Raising the screen and 'snapping' back to a height above the item, the screen does not remain in contact with the item, so when it is lifted after printing the mesh is already away from the item and does not stick to the design [leaving all the ink on your item].
View details of off contact printing in a separate window - click here . .
A screen printing jig, or jig hinges, makes 'off contact' printing faster, easiest and most importantly accurate as you simply insert a few plastic height adjusters [S-9112] under the frame. The arm of the jig will hold the screen in perfect registration for each print.
By keeping the squeegee at a higher angle of approx 70 degrees, you will use the sharp edge of the squeegee to print the item & ensure the ink is pushed through the strands of mesh in your screen.
You will receive a clearer and more detailed image by printing 2 times rather than 1 heavy print. The denser pigments in the ink can not all pass through the mesh in 1 pass so by performing 2 passes you put down a set of 2 clearer prints that stack on top each other and give you a clear solid print.
You should hear the rippling noise of the blade passing over the mesh strands as you print.
This point is used in conjunction with both the previous point of squeegee angle and the next point of keeping the screen clean of ink after printing - it is adjusted to suite your printing technique, the height of the frame above the item and thickness of the ink you are using.
|Remember to look at your screen not the print
After printing you will naturally look at the print, however more importantly look at your screen after printing, as it’s the health of the screen that is more important to your overall printing.
A clean and healthy screen will continue to give you sharp quality prints.
You will notice problems with your screen before anything happens to the prints on your garments, so acting before things happen will save you troubles, miss prints and valuable time.
Most prints using opaque inks will require 2-3 passes of the squeegee for complete coverage.
Remember that 2-3 passes using a consistent and even pressure - not heavy - will produce a clearer, more solid image than 1 heavy pass.
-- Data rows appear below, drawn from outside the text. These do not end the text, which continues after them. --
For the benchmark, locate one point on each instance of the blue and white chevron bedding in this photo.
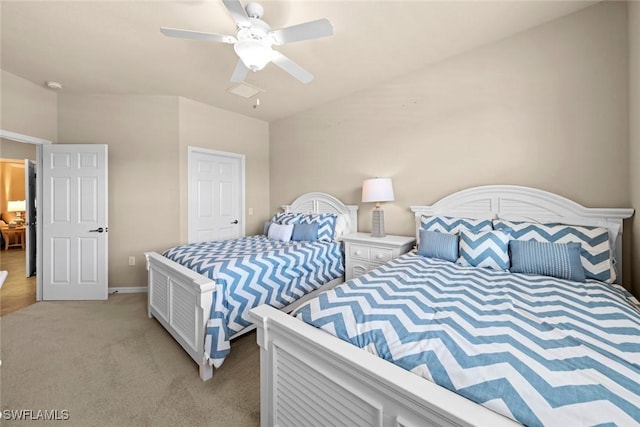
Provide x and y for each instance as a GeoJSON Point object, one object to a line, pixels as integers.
{"type": "Point", "coordinates": [540, 350]}
{"type": "Point", "coordinates": [252, 271]}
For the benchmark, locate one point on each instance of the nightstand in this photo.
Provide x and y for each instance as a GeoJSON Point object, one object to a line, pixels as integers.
{"type": "Point", "coordinates": [364, 253]}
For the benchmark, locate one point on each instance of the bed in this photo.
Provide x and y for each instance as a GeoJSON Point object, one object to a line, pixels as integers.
{"type": "Point", "coordinates": [311, 377]}
{"type": "Point", "coordinates": [201, 310]}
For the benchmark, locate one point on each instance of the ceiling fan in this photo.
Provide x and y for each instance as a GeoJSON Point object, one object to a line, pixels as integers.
{"type": "Point", "coordinates": [254, 40]}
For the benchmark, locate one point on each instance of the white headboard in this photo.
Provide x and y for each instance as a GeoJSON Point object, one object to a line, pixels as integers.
{"type": "Point", "coordinates": [325, 203]}
{"type": "Point", "coordinates": [513, 202]}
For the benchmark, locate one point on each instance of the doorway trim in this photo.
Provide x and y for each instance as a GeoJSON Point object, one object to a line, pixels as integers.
{"type": "Point", "coordinates": [38, 142]}
{"type": "Point", "coordinates": [241, 157]}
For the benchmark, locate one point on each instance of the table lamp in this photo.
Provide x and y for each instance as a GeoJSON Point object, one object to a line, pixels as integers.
{"type": "Point", "coordinates": [377, 190]}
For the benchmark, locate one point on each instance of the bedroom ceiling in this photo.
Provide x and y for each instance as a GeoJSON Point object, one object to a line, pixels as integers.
{"type": "Point", "coordinates": [116, 46]}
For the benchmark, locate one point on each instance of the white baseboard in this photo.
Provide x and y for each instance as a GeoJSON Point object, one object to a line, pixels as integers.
{"type": "Point", "coordinates": [128, 290]}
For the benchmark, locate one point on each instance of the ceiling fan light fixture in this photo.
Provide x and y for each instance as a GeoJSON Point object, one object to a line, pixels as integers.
{"type": "Point", "coordinates": [255, 54]}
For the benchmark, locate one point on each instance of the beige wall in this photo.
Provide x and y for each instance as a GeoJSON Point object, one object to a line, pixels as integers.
{"type": "Point", "coordinates": [546, 108]}
{"type": "Point", "coordinates": [17, 150]}
{"type": "Point", "coordinates": [148, 138]}
{"type": "Point", "coordinates": [634, 135]}
{"type": "Point", "coordinates": [142, 135]}
{"type": "Point", "coordinates": [27, 108]}
{"type": "Point", "coordinates": [204, 126]}
{"type": "Point", "coordinates": [11, 182]}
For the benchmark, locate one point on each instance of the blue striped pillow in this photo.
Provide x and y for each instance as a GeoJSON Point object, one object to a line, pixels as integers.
{"type": "Point", "coordinates": [326, 224]}
{"type": "Point", "coordinates": [595, 251]}
{"type": "Point", "coordinates": [561, 260]}
{"type": "Point", "coordinates": [438, 245]}
{"type": "Point", "coordinates": [308, 232]}
{"type": "Point", "coordinates": [287, 218]}
{"type": "Point", "coordinates": [453, 225]}
{"type": "Point", "coordinates": [488, 249]}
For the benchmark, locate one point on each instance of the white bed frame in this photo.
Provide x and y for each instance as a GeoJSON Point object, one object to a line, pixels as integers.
{"type": "Point", "coordinates": [180, 299]}
{"type": "Point", "coordinates": [309, 377]}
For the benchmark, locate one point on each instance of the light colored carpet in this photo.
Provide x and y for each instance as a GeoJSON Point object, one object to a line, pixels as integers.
{"type": "Point", "coordinates": [108, 364]}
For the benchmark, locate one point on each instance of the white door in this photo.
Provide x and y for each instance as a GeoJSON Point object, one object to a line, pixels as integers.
{"type": "Point", "coordinates": [216, 195]}
{"type": "Point", "coordinates": [30, 220]}
{"type": "Point", "coordinates": [74, 222]}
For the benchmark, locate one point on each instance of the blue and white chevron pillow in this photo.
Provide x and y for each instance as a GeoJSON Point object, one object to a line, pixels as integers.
{"type": "Point", "coordinates": [487, 249]}
{"type": "Point", "coordinates": [595, 252]}
{"type": "Point", "coordinates": [287, 218]}
{"type": "Point", "coordinates": [453, 225]}
{"type": "Point", "coordinates": [326, 224]}
{"type": "Point", "coordinates": [561, 260]}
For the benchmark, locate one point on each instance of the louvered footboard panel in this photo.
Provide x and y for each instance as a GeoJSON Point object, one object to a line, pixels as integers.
{"type": "Point", "coordinates": [303, 393]}
{"type": "Point", "coordinates": [183, 313]}
{"type": "Point", "coordinates": [159, 293]}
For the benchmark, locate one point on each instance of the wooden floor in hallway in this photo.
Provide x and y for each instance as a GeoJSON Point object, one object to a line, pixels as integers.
{"type": "Point", "coordinates": [18, 291]}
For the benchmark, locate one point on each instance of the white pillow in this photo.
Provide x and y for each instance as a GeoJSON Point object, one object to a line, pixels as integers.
{"type": "Point", "coordinates": [280, 232]}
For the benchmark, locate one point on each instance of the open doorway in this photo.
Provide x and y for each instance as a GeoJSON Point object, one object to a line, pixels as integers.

Fabric can only absorb a certain amount of ink in 1 pass, so multiple passes with less ink will produce a clearer result.
High synthetic materials, such as polyester, may even requiring a drying between passes. Print the first layer then lift the screen and touch dry, then lower and print again. Note this process only recommended when using a screen printing jig.
A commonly forgotten aspect part of printing opaque inks is the very important part of holding your item flat when printing - this is achieved by using Table Adhesive under your item when printing.
If you do not use Table Adhesive, although you have raised the height of your screen, the item will lift up and stick to the back of the screen eliminating all the other work you have done.
Table adhesive is an inexpensive and critical part of the process that should not be forgotten.
Table adhesive is applied to the board under your print area to hold your item still whilst printing - avoiding movement, smudges, misprints, blurring, etc.
Simply apply 1 drop every 7-10cm and spread evenly over your printing board and allow to dry.